Large projects also need to coordinate and merge the work of multiple developers. If the number of developers becomes any larger than a handful, it’s nearly impossible to manage the integration of work without support from a good RCS. This is especially important for open source projects, where there is little or no oversight of who is working on what portion of the code at any given point in time.

Additionally, most revision control systems provide some mechanism for branching a project into multiple versions that can then be merged back together at a later point in time. For example, upon release, an entire source code repository might be branched to allow maintenance and new development to proceed simultaneously. Similarly, most revision control systems provide for a way to tag a project, which is essentially taking a snapshot of it at a point in time. For example, all of the source code files might be tagged “Version 1.1.0″ to denote the state of all the files at the time that version of the software was released. Tags can be used to recreate older builds.

New code, revisions, branches, tags, and logs of activity build up a lot of data, representing a great deal of time and effort. Therefore, it’s vital that a revision control system protect the data it stores. Even if a backup is made every night, a lot of time and hard work can be lost or wasted if corruption causes all or part of the repository to be trashed.

What’s Wrong with CVS

CVS is the de facto standard for revision control of open source projects. It’s fairly easy to learn, the software is bundled in just about every Linux distribution, it’s been ported to other platforms, and many integrated development environments and code editors — from Eclipse to BBEdit to IntelliJ IDEA — include CVS support. To paraphrase an old saying, no one’s ever been fired (from an open source project) for choosing CVS.

It’s common use, however, doesn’t make it a perfect system. In fact, it suffers from any number of problems and annoyances. Although it supports all of the requirements listed above (to one degree or another), it supports none of them very well.

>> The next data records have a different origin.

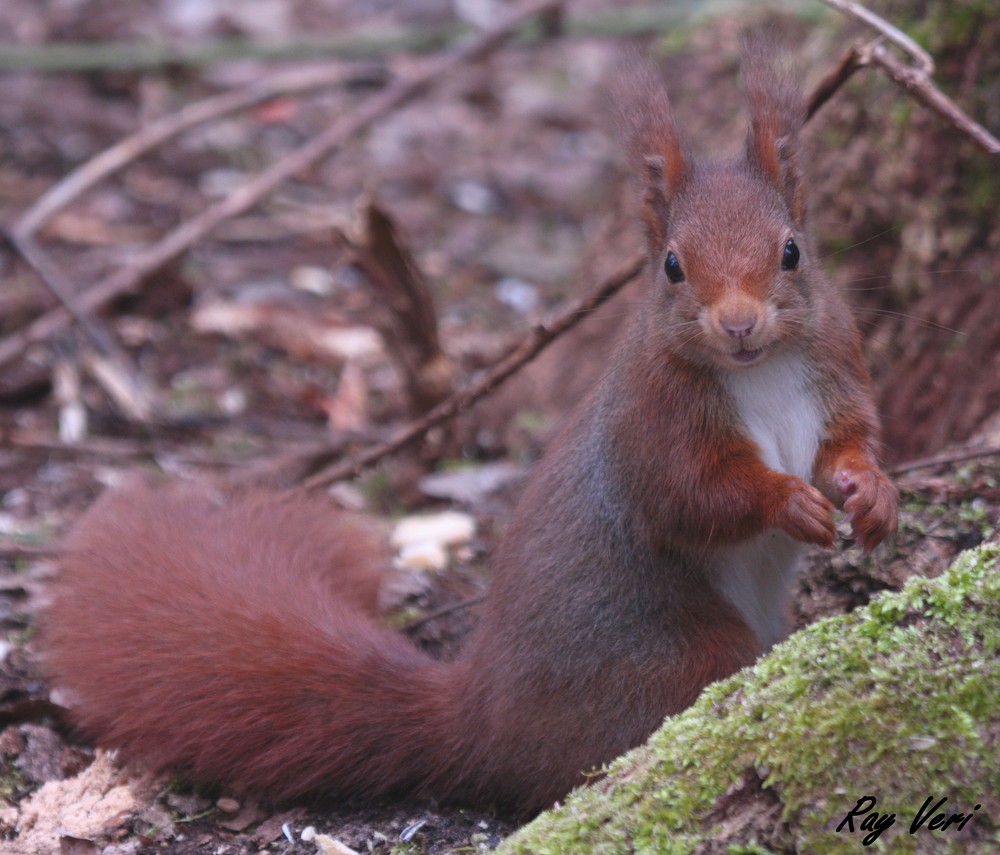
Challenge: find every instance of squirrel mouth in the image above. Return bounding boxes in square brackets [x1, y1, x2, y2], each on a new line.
[730, 347, 764, 365]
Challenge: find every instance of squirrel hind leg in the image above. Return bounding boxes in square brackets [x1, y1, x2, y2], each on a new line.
[671, 589, 763, 707]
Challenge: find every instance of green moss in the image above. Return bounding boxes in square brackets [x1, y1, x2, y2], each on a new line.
[957, 501, 995, 540]
[357, 468, 402, 514]
[965, 157, 1000, 219]
[515, 410, 548, 436]
[501, 544, 1000, 854]
[905, 0, 995, 54]
[0, 765, 26, 801]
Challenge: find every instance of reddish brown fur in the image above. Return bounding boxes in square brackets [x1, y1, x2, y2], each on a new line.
[43, 50, 897, 818]
[47, 484, 469, 802]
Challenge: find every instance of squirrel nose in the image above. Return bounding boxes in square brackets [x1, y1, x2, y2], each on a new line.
[721, 317, 756, 339]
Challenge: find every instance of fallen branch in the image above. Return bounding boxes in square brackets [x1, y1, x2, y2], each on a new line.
[404, 595, 484, 632]
[805, 41, 866, 120]
[300, 254, 645, 490]
[820, 0, 933, 74]
[13, 64, 387, 240]
[819, 0, 1000, 156]
[866, 43, 1000, 157]
[4, 230, 120, 359]
[0, 543, 59, 561]
[892, 443, 1000, 476]
[0, 31, 458, 74]
[0, 0, 562, 372]
[0, 6, 720, 74]
[4, 230, 155, 422]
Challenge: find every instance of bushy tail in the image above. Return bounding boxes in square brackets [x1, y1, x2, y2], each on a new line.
[44, 484, 467, 803]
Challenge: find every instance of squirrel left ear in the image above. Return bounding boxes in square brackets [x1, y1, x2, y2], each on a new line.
[615, 56, 688, 262]
[741, 39, 807, 224]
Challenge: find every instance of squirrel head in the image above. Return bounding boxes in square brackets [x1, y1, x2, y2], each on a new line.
[622, 44, 819, 371]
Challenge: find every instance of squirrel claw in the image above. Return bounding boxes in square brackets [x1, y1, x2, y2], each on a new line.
[778, 478, 837, 548]
[837, 467, 899, 553]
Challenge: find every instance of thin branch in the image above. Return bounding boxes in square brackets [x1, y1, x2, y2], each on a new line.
[891, 443, 1000, 476]
[4, 230, 119, 358]
[4, 431, 159, 459]
[819, 0, 933, 74]
[0, 0, 562, 372]
[805, 41, 866, 120]
[818, 0, 999, 157]
[0, 31, 459, 74]
[4, 230, 155, 423]
[0, 543, 60, 561]
[12, 64, 386, 240]
[0, 6, 717, 74]
[867, 43, 1000, 157]
[403, 596, 484, 632]
[300, 254, 646, 490]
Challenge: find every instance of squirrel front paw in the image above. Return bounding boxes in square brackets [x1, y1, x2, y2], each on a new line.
[774, 477, 836, 547]
[835, 466, 898, 554]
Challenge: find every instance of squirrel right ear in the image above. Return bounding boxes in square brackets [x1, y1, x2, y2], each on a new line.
[741, 39, 807, 223]
[615, 58, 687, 256]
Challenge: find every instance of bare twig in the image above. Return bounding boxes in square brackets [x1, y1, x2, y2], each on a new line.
[404, 595, 484, 632]
[0, 31, 459, 74]
[0, 543, 59, 561]
[4, 431, 159, 459]
[818, 0, 1000, 156]
[52, 358, 87, 443]
[81, 349, 156, 423]
[819, 0, 934, 74]
[0, 0, 562, 372]
[867, 43, 1000, 157]
[892, 443, 1000, 476]
[12, 64, 384, 240]
[0, 6, 721, 74]
[4, 230, 155, 423]
[805, 41, 866, 120]
[4, 230, 119, 358]
[301, 254, 645, 490]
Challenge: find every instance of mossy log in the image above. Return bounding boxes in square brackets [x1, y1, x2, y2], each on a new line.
[502, 544, 1000, 854]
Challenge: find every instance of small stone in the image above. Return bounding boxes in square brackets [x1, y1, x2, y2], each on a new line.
[215, 797, 240, 814]
[290, 266, 335, 296]
[494, 277, 539, 314]
[198, 168, 247, 197]
[450, 179, 502, 215]
[395, 542, 448, 573]
[313, 835, 361, 855]
[390, 511, 476, 550]
[419, 461, 527, 504]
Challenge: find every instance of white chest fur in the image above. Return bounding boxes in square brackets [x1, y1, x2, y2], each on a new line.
[721, 350, 823, 481]
[712, 351, 825, 650]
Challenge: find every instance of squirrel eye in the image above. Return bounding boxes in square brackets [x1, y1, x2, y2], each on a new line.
[664, 251, 685, 283]
[782, 238, 800, 271]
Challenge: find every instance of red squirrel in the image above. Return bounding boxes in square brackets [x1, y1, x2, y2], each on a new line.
[43, 49, 898, 817]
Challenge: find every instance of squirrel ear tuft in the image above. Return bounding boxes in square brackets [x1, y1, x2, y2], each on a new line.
[613, 54, 687, 254]
[741, 37, 807, 222]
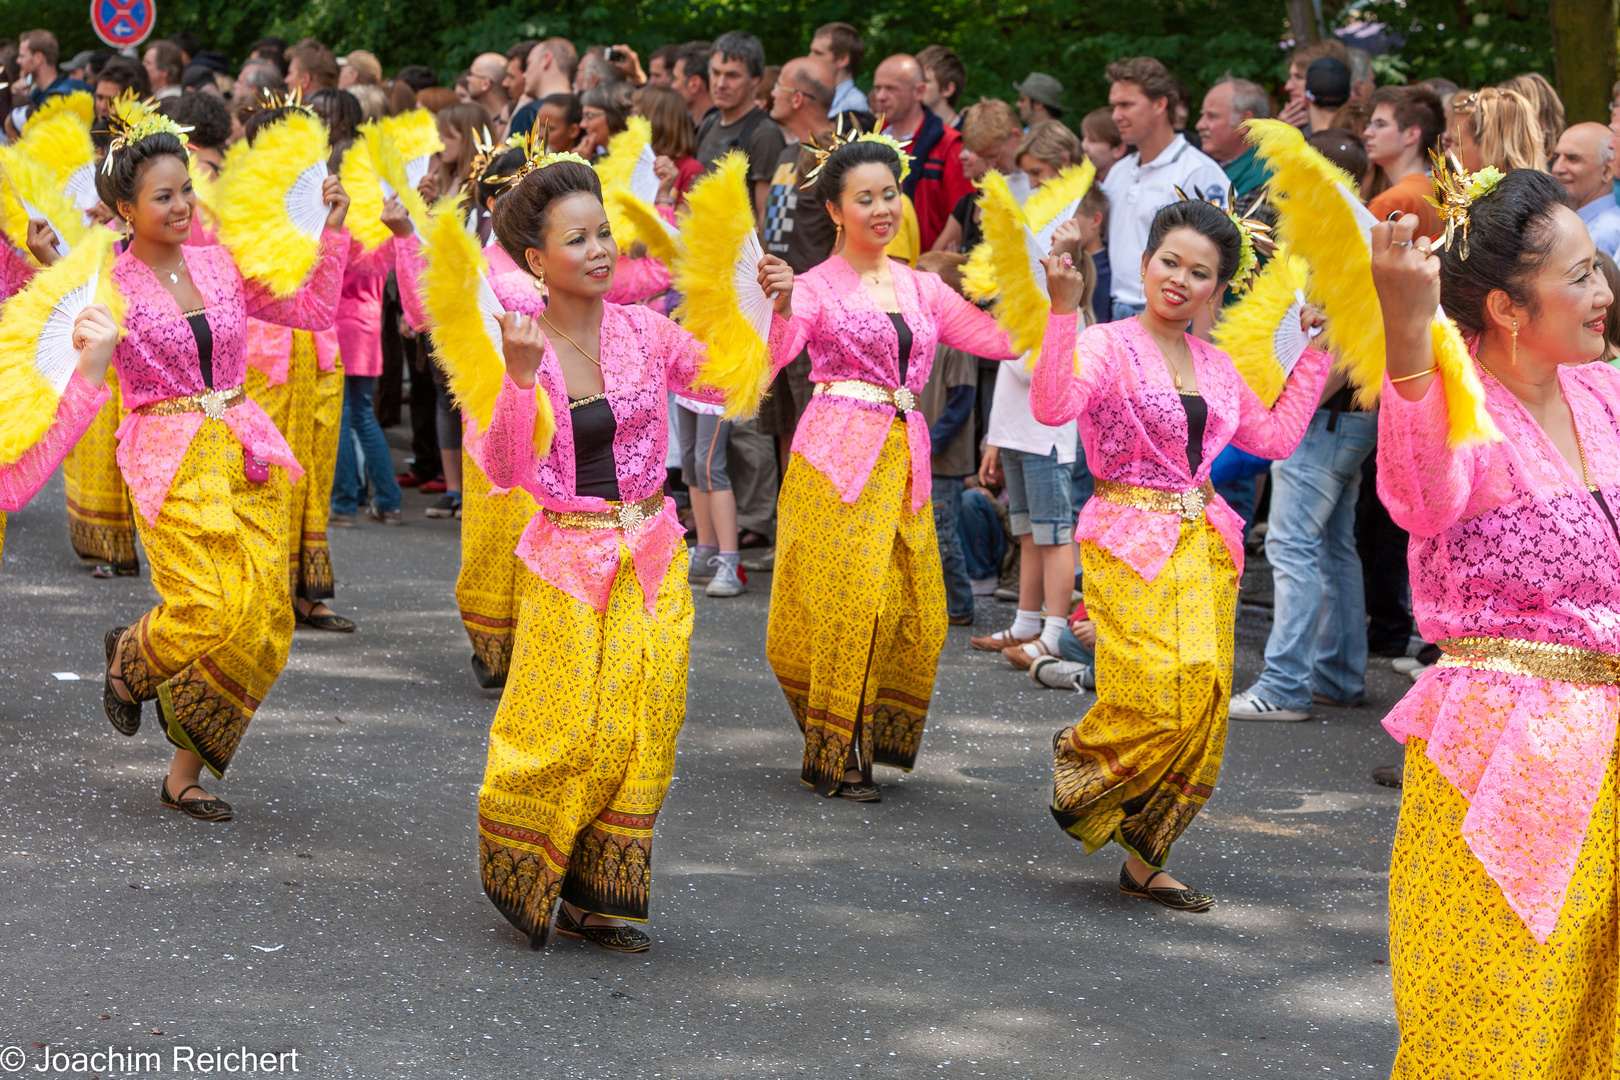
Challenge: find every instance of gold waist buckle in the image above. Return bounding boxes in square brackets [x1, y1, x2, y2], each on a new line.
[1436, 636, 1620, 685]
[1093, 477, 1216, 523]
[814, 379, 917, 414]
[544, 492, 665, 532]
[133, 386, 245, 421]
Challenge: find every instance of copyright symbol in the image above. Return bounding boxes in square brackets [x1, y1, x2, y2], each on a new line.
[0, 1045, 26, 1072]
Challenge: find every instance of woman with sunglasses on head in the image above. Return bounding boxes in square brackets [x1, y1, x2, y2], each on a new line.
[1374, 164, 1620, 1076]
[1031, 198, 1331, 912]
[98, 96, 350, 823]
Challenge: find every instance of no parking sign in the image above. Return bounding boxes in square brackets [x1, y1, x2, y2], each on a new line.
[90, 0, 155, 49]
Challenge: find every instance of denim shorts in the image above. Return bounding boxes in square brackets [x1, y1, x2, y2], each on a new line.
[1000, 446, 1074, 545]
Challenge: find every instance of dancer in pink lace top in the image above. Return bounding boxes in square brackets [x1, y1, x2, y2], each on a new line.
[1031, 199, 1330, 912]
[1373, 169, 1620, 1076]
[95, 107, 351, 825]
[456, 155, 792, 952]
[766, 136, 1075, 803]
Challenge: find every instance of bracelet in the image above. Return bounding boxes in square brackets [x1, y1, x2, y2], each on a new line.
[1388, 366, 1437, 385]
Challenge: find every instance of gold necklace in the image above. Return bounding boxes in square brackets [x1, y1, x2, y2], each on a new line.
[541, 311, 601, 367]
[1574, 414, 1597, 492]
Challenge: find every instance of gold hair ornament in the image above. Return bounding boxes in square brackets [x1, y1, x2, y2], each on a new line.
[797, 113, 913, 190]
[1426, 149, 1504, 261]
[103, 90, 193, 174]
[482, 121, 591, 189]
[1173, 183, 1274, 293]
[250, 86, 316, 117]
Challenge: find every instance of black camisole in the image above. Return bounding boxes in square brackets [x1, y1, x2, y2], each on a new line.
[888, 312, 913, 385]
[570, 394, 620, 500]
[183, 309, 214, 389]
[1180, 393, 1208, 475]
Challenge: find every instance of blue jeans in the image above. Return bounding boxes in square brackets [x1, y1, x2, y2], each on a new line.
[1000, 446, 1074, 545]
[333, 375, 402, 515]
[957, 485, 1005, 581]
[1070, 433, 1093, 515]
[1249, 408, 1378, 709]
[1111, 300, 1145, 319]
[931, 475, 974, 620]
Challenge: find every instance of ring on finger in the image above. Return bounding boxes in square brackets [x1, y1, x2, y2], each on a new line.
[1393, 240, 1412, 248]
[1416, 237, 1434, 255]
[1060, 253, 1074, 269]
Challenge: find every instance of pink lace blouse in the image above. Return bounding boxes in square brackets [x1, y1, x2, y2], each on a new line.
[774, 256, 1069, 513]
[1378, 360, 1620, 944]
[478, 301, 781, 613]
[111, 230, 349, 524]
[0, 241, 35, 305]
[0, 374, 110, 512]
[246, 237, 381, 385]
[1032, 315, 1330, 581]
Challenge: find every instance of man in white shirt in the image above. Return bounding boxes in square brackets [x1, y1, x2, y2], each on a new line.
[1100, 56, 1231, 319]
[810, 22, 869, 117]
[1552, 122, 1620, 257]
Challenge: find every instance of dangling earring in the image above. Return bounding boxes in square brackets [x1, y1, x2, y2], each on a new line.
[833, 218, 844, 246]
[1511, 319, 1518, 368]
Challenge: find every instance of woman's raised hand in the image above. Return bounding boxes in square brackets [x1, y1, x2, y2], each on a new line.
[758, 253, 794, 318]
[322, 175, 351, 230]
[25, 218, 60, 267]
[1042, 252, 1085, 316]
[72, 303, 120, 387]
[653, 155, 678, 201]
[498, 310, 548, 388]
[1299, 302, 1325, 335]
[1370, 212, 1440, 394]
[381, 195, 413, 238]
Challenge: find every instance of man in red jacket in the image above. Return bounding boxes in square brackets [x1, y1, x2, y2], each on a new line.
[871, 53, 974, 252]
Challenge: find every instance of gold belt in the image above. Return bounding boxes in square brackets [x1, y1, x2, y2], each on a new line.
[814, 379, 918, 413]
[544, 492, 665, 531]
[1094, 477, 1217, 523]
[133, 386, 245, 421]
[1436, 636, 1620, 685]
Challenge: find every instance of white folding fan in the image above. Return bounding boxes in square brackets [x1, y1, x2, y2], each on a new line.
[1338, 182, 1383, 250]
[33, 269, 98, 394]
[285, 160, 330, 240]
[476, 272, 507, 357]
[21, 199, 69, 257]
[1274, 286, 1325, 378]
[64, 163, 99, 218]
[732, 228, 774, 344]
[629, 143, 660, 206]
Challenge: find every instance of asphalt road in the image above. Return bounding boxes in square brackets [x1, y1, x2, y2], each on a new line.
[0, 468, 1407, 1079]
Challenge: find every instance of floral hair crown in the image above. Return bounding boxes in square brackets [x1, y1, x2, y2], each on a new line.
[104, 89, 193, 174]
[1426, 149, 1504, 261]
[798, 113, 913, 190]
[483, 121, 591, 189]
[1173, 184, 1275, 292]
[250, 86, 316, 118]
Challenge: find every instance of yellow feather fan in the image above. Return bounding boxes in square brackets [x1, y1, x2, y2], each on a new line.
[0, 226, 124, 465]
[0, 148, 89, 264]
[14, 111, 97, 219]
[188, 155, 220, 237]
[381, 109, 445, 184]
[340, 121, 393, 252]
[23, 91, 93, 133]
[1246, 119, 1496, 446]
[596, 116, 653, 247]
[214, 110, 333, 297]
[418, 194, 555, 457]
[674, 152, 776, 419]
[962, 162, 1095, 304]
[607, 188, 679, 264]
[374, 130, 431, 233]
[963, 170, 1054, 360]
[1211, 250, 1313, 406]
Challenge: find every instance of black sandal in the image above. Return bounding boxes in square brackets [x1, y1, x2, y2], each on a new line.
[160, 778, 234, 822]
[294, 606, 356, 633]
[1119, 861, 1214, 912]
[103, 627, 141, 736]
[554, 904, 651, 953]
[836, 780, 882, 802]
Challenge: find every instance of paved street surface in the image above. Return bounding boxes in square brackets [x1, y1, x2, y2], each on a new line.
[1, 470, 1406, 1078]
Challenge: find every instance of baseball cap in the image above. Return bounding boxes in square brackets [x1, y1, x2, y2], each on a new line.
[1305, 57, 1352, 110]
[1013, 72, 1064, 111]
[339, 50, 382, 85]
[64, 51, 95, 74]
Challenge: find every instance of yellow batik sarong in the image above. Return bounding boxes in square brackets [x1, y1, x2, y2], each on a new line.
[62, 368, 139, 574]
[458, 449, 538, 684]
[1390, 736, 1620, 1077]
[246, 331, 342, 600]
[767, 422, 947, 793]
[479, 543, 692, 941]
[1051, 520, 1238, 869]
[117, 421, 294, 778]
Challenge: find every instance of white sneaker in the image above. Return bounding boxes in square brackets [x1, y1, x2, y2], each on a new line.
[1391, 657, 1425, 675]
[1407, 663, 1431, 683]
[1228, 689, 1310, 722]
[1030, 655, 1095, 691]
[688, 545, 718, 584]
[704, 554, 745, 597]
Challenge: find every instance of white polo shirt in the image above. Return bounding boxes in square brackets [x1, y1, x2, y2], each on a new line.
[1101, 133, 1232, 309]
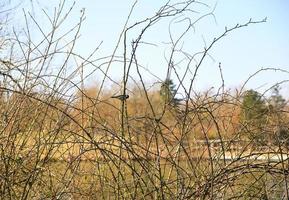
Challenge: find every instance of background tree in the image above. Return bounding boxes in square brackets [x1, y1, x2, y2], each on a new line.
[160, 78, 181, 107]
[240, 89, 268, 144]
[269, 85, 286, 110]
[268, 86, 289, 146]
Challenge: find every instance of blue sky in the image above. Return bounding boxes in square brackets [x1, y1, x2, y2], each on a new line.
[13, 0, 289, 96]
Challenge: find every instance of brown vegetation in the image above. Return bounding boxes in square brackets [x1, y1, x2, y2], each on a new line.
[0, 1, 288, 199]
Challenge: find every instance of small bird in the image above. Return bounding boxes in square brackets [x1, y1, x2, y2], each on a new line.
[111, 94, 129, 101]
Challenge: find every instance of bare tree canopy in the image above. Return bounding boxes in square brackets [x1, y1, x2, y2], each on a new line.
[0, 1, 288, 199]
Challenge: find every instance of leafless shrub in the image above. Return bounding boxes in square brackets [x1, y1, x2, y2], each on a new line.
[0, 0, 288, 199]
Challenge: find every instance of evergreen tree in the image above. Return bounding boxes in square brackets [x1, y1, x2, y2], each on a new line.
[241, 90, 267, 121]
[160, 78, 180, 107]
[241, 90, 268, 144]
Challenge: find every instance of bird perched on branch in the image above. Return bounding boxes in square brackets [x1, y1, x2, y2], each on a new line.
[111, 94, 129, 101]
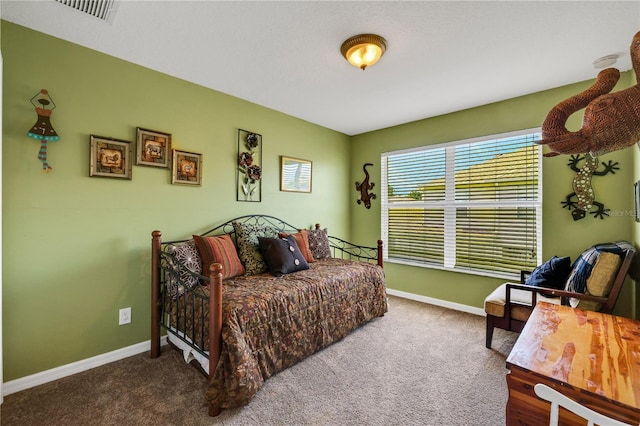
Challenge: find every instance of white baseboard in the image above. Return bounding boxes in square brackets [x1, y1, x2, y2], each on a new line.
[3, 292, 481, 397]
[386, 288, 486, 317]
[2, 336, 168, 397]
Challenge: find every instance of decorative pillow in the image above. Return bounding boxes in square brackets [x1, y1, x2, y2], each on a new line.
[166, 240, 202, 297]
[258, 236, 309, 277]
[307, 227, 331, 259]
[577, 251, 622, 311]
[524, 256, 571, 290]
[278, 229, 315, 263]
[192, 234, 245, 280]
[233, 221, 279, 275]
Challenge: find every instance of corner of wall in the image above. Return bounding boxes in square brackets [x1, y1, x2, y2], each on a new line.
[632, 140, 640, 319]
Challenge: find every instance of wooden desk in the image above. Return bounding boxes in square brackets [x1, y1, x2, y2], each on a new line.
[505, 302, 640, 426]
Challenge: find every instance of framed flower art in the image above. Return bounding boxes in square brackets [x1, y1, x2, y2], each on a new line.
[237, 129, 262, 202]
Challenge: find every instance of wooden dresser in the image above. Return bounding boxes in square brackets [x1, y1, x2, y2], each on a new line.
[505, 301, 640, 425]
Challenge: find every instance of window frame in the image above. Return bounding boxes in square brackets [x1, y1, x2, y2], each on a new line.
[381, 128, 543, 280]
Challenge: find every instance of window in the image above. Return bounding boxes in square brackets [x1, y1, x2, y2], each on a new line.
[381, 129, 542, 279]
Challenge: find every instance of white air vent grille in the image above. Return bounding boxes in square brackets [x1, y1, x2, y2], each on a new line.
[54, 0, 118, 23]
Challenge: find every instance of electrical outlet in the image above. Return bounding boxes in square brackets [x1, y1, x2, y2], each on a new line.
[119, 307, 131, 325]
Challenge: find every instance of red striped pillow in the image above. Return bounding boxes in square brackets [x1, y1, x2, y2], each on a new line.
[193, 234, 245, 280]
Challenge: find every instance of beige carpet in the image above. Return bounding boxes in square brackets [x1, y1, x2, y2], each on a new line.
[1, 296, 517, 425]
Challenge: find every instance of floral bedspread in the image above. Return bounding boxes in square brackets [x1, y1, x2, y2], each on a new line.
[169, 258, 387, 410]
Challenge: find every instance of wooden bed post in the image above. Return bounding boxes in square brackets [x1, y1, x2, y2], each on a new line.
[377, 239, 384, 268]
[150, 230, 162, 358]
[208, 262, 223, 417]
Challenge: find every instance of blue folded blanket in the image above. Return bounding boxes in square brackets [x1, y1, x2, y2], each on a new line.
[564, 241, 634, 294]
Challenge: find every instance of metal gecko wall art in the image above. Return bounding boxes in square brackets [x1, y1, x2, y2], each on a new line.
[355, 163, 376, 209]
[561, 153, 619, 220]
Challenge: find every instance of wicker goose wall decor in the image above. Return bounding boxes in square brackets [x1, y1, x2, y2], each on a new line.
[537, 31, 640, 157]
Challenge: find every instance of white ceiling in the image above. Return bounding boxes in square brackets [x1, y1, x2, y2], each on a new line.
[2, 1, 640, 135]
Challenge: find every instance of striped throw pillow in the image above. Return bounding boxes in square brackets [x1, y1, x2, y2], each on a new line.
[193, 234, 245, 280]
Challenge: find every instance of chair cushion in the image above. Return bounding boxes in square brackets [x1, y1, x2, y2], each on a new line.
[484, 283, 561, 321]
[576, 251, 621, 311]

To start with, CVS makes it very difficult to move or rename files. To move or rename a file, you must first copy the file, remove the original from the repository with cvs delete, and then use cvs add to place the copy back into the repository. This is unwieldy, but worse, it disrupts the continuity of the file’s history. To get the history of the file pre-move, you must query the file under its original name. Don’t know the old name of the file because you just joined the project? Your only option is to roll back the entire directory to previous versions until you reach a point before the file was renamed.

Directories are even more arduous to deal with. Renaming a directory requires you to either go into the repository hierarchy itself and change the name there (dangerous, and doesn’t work well) or to create a new directory and move all of the files there, thus disrupting the history on each of those files. To make matters worse, you can’t remove the old directory, as CVS doesn’t allow a directory to be deleted. The best you can do is to tell CVS to make all empty directories invisible in your working directory.

Finally, committing to a CVS repository is not atomic. A network glitch or software crash on either the CVS server or on your client machine can leave a partially finished commit. At best, your changes will be partially committed, but typically, the repository is left unreliable and must be fully restored from backup.

What Makes Subversion Unique

To replace CVS, the Subversion developers created a system that’s very similar to CVS. In fact, in many cases, the two systems are identical, making adoption of the newer Subversion easy. But the similarities are only skin deep — familiar command names, similar options — because the underlying structure and operation of Subversion address many of the shortcomings of CVS.

Although it may seem like a simple change, one of the most important and fundamental differences between Subversion and CVS is the way file copies are handled. All Subversion file copies are cheap, constant time operations. When a copy of a file is made, Subversion doesn’t actually copy the file. Instead, it simply puts an entry in the repository database that points back to the original file. Future changes to the copied file are then applied against the new entry.

Subversion makes good use of these cheap copies. It has no special concept of branches or tags. Instead, to create a branch or tag, you simply make a copy of a file and put it in a directory that you have predefined to contain either branches or tags. This makes it easy to tailor your process for dealing with branches and tags to best suit your project.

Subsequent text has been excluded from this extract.